There may be better individual defensive ends in the NFL than 6 ft. 5 in., 270-pound Howie Long and 6-3, 260-pound Lyle Alzado, but together they could probably crush body frames in an auto wrecking yard. If somebody told you these guys drove nitroglycerin trucks during the off-season, you'd never question it.

Behind Long and Alzado are linebackers Ted Hendricks, Matt Millen, and Rod Martin. This is Hendricks's 15th year as a pro, and in his 14 previous seasons he hasn't missed a game. They call him the Mad Stork, partly because he's 6-7, but also because of his unbridled enthusiasm for seeking out quarterbacks and separating them from the football.

Although Millen and Martin rate slightly below Hendricks, they react and jump so well against pass plays that it usually takes a rainbow throw by opposing quarterbacks to get a ball past them.

The NFL has also come to recognize the particularly unique talents of cornerback Lester Hayes, who has a career total of 30 interceptions, including a league-leading 13 in 1980.

The Raiders actually have very few minuses, at least on paper.
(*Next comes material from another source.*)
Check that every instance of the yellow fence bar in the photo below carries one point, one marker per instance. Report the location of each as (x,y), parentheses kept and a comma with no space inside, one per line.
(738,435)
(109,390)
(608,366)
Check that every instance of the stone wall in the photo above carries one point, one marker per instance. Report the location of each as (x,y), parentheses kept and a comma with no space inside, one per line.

In fact, they look particularly safe in their own division (the AFC West) where their chief rival, the San Diego Chargers, haven't yet put things together defensively.

While the Denver Broncos have a glamour player in rookie quarterback John Elway of Stanford, there are still questions regarding the quality of the team's offensive line. Meanwhile, for the Seattle Seahawks and the Kansas City Chiefs, it's a building time.

Sunday the Raiders play their home opener against the Houston Oilers at the LA Memorial Coliseum.